Yes. The million-dollar question that floods the minds of numerous corporations and consumers at the end of June once their crayon usage returns from a vibrant rainbow to a dull gray.
Pride 2020 put an extra emphasis on activism with the nationwide protests sparked by the inhumane killing of George Floyd. Putting the celebratory arm in the backseat so to speak, the Pride 2020 conversation focused on amplifying Queer and Trans People of Color (QTPOC) voices through the month of June, giving back to the pioneers who catalyzed the rights the queer community has today.
To continue this energy year-round, here is a list of QTPOC businesses, films, shows and musicians to continue supporting far and beyond the month of June.
On a local level for all you Seattleites out there, now that King County has entered the phase where haircuts are permitted, the only barbershop/salon you should be going to is Andro Barbershop. Short for androgynous, Andro is a queer black-owned barbershop made to be a safe space for those looking for a fresh cut with an at home feel. Fun fact, I found this shop on a literal rainy day a month into living in Seattle when I stumbled in because it was the only one open. They were recently looted and are currently taking donations to help pay for the costs.
On a national scale we love TomboyX, and not only because they are one of our clients.
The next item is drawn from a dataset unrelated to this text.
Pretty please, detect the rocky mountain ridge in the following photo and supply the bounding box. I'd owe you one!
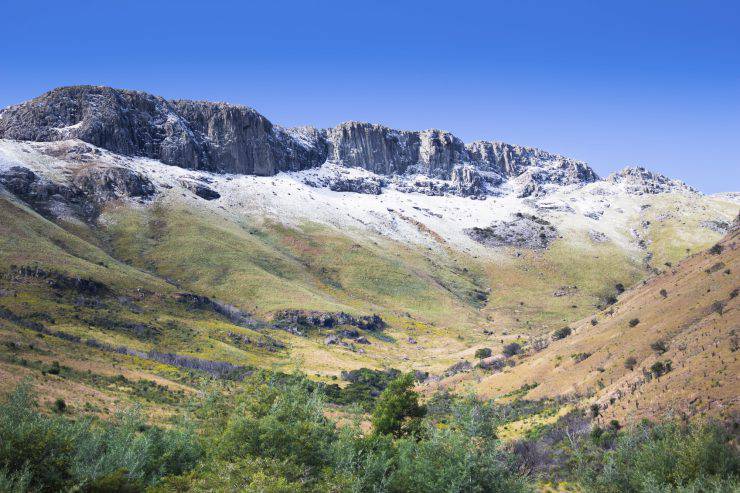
[0,86,603,197]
TomboyX has been a mission-driven company since day one, starting the business not because of their passion for fashion, but for their love for the queer community. Over the years they have given more than $100,00 to various queer causes and organizations, and continue to make products with the queer community at the forefront.
Just as 2019 was wrapping up, Haitian-Canadian DJ Kaytranada blessed us with his sophomore album “Bubba,” including the likes of Kali Uchis, Tinashe, and Pharrell Williams to name a few. According to Paper Magazine’s 2020 Pride cover series, “Bubba,” is a black dance album with an open invite to those who vibe to it. Phase 4 of reopening Washington is when we’ll finally get to re-friend our local bartenders and enjoy the comfort of spilled drinks and loud music. So, until then, study up on his past work to get the juices flowing.
Just this week, Netflix debuted Laverne Cox’s documentary “Disclosure” a film analyzing how Hollywood has portrayed trans people in media. In the past decade, shows like “Orange is the New Black” and “Pose” have increased trans representation. The film opens the conversation how every time there is an increase in visibility amongst a marginalized group, a spike in violence and legislative assault follows, as we saw earlier this month with Trump’s reversal of transgender health protection.
Also this month, season 2 of Ryan Murphy’s “Pose” made it on Netflix. “Pose” is a FX drama that tells the story of 1980s ball culture, and gained popularity for having the largest cast of transgender actors to ever appear as series regulars on a scripted show. The representation doesn’t stop on screen as members behind the scenes also reflect this diversity, which led to black and trans makeup artist Deja Smith to be nominated for an Emmy.
Currently on the forefront, cast member Indya Moore has been guiding the conversation around the intersectionality of being QTPOC amidst this national movement. She is raising thousands for the black trans community who she mentions is often left out of the Black Lives Matter conversation.
During July and beyond, amplify black and QTPOC voices. A little goes a long way, and it is never too late to start learning. Pride was always about the people and never about the corporations, and it’s time to do our part in maintaining that mission and living every color of the flag.